Detection and characterization of transiting exoplanets: from gas giants to habitable worlds
Dr Nicolas Crouzet
Dunlap Fellow, Dunlap Institute for Astronomy and Astrophysics, University of Toronto, Candidate for the position of UC Lecturer of Astronomy
Time & Place
Mon, 13 Jun 2016 10:00:00 NZST in Rutherford 701, Level 7
All are welcome
Planets are very common in our Galaxy. Those transiting in front of their star can be studied in great detail, providing clues to their internal and atmospheric properties. I will present my work on two projects that aim at detecting and characterizing transiting planets by photometry from the ground: one targeting bright stars with a network of small telescopes located at temperate sites, and one that performs photometry from Antarctica during the continuous winter night. After their detection, these planets can be observed in spectroscopy to probe their atmospheric composition, circulation, and temperature profile.
As I will show for HD 189733b, molecular species are now detected with a high confidence level in the atmospheres of close-in gas giant exoplanets. In contrast, no spectral variations have been detected for the few known Super-Earths that can be observed with this technique; as a result, the atmospheric properties of Super-Earths and terrestrial exoplanets are yet unknown.

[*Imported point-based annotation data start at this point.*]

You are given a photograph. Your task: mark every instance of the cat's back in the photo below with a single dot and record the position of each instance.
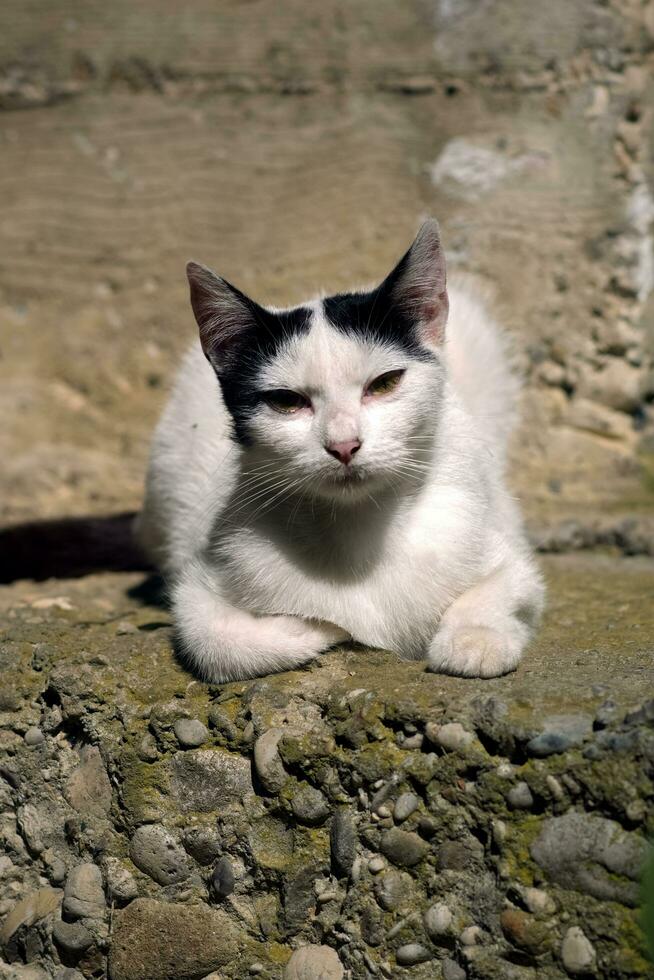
(192, 466)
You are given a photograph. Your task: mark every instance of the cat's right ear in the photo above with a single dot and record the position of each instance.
(224, 315)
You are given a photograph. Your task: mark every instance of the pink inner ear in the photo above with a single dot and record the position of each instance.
(434, 318)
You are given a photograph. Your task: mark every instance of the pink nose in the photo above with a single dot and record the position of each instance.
(344, 451)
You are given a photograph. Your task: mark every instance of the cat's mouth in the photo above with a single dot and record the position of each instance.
(346, 481)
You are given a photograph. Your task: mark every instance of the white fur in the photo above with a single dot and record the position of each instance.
(271, 558)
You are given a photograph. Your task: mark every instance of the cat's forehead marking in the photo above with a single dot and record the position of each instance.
(328, 359)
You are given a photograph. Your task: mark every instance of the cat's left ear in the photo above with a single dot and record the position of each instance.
(225, 315)
(417, 285)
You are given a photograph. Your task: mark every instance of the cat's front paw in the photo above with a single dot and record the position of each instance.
(474, 651)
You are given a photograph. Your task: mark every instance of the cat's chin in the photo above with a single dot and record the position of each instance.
(347, 489)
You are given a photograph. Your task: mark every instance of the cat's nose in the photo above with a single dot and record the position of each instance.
(343, 451)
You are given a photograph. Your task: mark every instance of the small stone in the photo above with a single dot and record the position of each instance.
(411, 742)
(392, 889)
(343, 843)
(438, 920)
(523, 930)
(222, 878)
(190, 733)
(452, 970)
(72, 937)
(121, 884)
(519, 797)
(591, 854)
(267, 760)
(34, 736)
(84, 893)
(314, 963)
(605, 714)
(537, 900)
(206, 780)
(155, 852)
(34, 906)
(125, 628)
(554, 787)
(548, 743)
(471, 936)
(204, 844)
(405, 805)
(453, 737)
(411, 954)
(147, 749)
(454, 855)
(577, 952)
(56, 871)
(402, 847)
(499, 831)
(310, 806)
(88, 789)
(636, 811)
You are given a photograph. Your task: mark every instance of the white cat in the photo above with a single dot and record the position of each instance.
(336, 471)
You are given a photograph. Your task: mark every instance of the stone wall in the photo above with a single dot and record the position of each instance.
(361, 819)
(296, 149)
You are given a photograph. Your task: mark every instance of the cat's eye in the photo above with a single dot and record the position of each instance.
(384, 383)
(285, 401)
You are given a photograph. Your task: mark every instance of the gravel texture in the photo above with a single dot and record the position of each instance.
(303, 835)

I will describe the chain of observations that I plan to lead in the coming years to detect terrestrial exoplanets including those in the habitable zone of their star and to characterize their atmospheres, using the synergies between the NASA TESS mission, the photometric and spectroscopic instruments at Mount John Observatory, and the SALT and JWST facilities. This research will pave the way to the search for biosignatures in the atmospheres of terrestrial planets around other stars.